The talk show host had just listened to a dour tale of political partisanship, malevolence, and what Jamaicans call “bad mind” (this needs to be said in patois and not spelled out in “proper” English, really). The listener felt dispirited. The caller was intent on spelling out the details, when we felt we had already heard enough.
She sighed.
“Why is the world so ugly?”
And moved on to the next caller, her plaintive question (of course, unanswered) still hanging in the air.
The Petchary shook her head, as she took a sip of her after-lunch coffee.
What, indeed, is the purpose of this nasty streak that runs through life, that inexorable bad-mindedness that turns things sour, like a piece of chicken left out overnight in a warm kitchen? That overturns the brightest, most optimistic souls and taints the happiness of a young man who has just lost his best friend? Where does it come from?
Well, it just is. It is as much a part of life as the translucent glow of the rose-colored sunset sky this evening, ribbed with descending rows of dove-grey cloud.
We have to live with ugly. It’s just there.
In Jamaica, ugly is just around the corner, just like beauty. To use a horrible old cliche, this is “an island of contrasts.” And it isn’t hard to find ugly sights.
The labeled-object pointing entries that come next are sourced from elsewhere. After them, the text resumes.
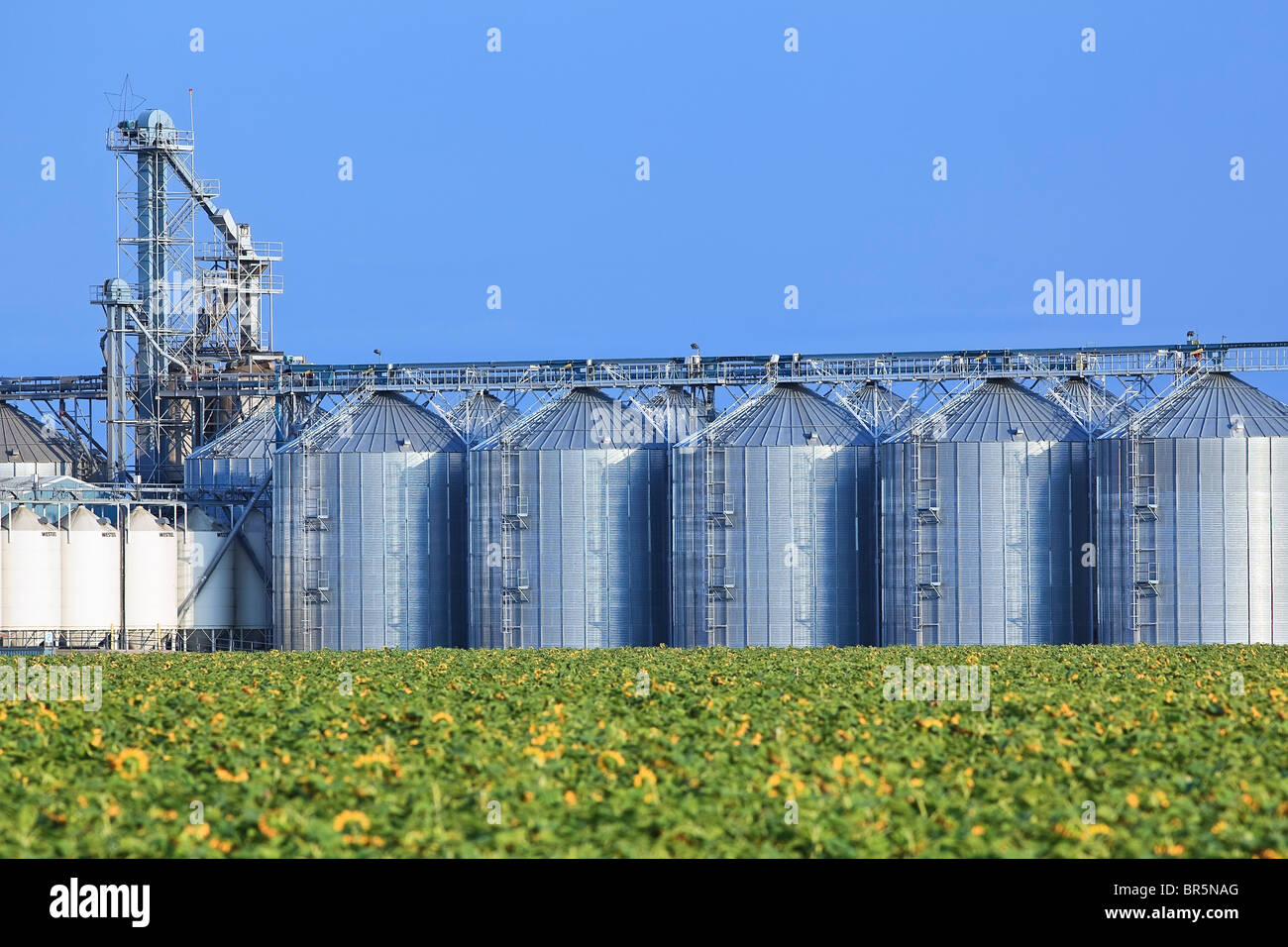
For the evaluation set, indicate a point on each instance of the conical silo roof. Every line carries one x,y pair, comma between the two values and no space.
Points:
482,415
583,419
378,423
25,441
881,405
675,414
24,519
789,415
82,519
254,437
1004,410
1214,406
1090,402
A dead dog in the middle of the road, its carcass gradually chopped apart by speeding drivers.
A heap of stinking garbage, with a goat in the middle of it, chewing a plastic bag.
The hotels – concrete monstrosities built by the Spanish – along our once-beautiful north coast, squatting by the sea, occasionally spewing out raw sewage onto their neighbors’ beaches.
And other sights I have seen during my years living on this island, many of which I would rather forget but which still flash into my mind…
The worn soles of a pair of trainers, on the feet of a young man who had just been shot in the head, lying on the street with a trickle of fresh blood starting.
A man grabbing and slapping a woman on the street, pulling her hair each time she tried to escape.
A camera shot I saw on TV this evening – a burnt and stained patch of flattened grass where the corpse of a man who had been chopped and beaten by a furious mob had recently lain. (Do children watch these TV reports, I wonder? What of our children?)
The picture is not a pretty one.
But what is really worse – and some of it is imbued in the above images of degradation and horror – is the ugliness of thought. That suspicious, petty, vengeful tone that you hear in the voices of some of the callers to the almost continuous radio talk shows in Jamaica. The voices are sometimes shrill, sometimes harsh – sometimes even sweet and persuasive – but they are all ugly. I know the patience of the talk show host (and by the way, I do wish there were more female talk show hosts?) is sorely tried, as she tries to infuse the discussion with some balance, and some fairness.
Ah, now President Obama talked about fairness in his State of the Union speech this week. Does all this ugliness somehow come from a distorted view of life – that it’s not fair, others have it better than me, why can’t I be happy and successful?
Well, one thing I firmly believe is that ugliness feeds on itself. The inner ugliness is far worse.
And it always shows on the outside.
How do you deal with it? You tell me. Please.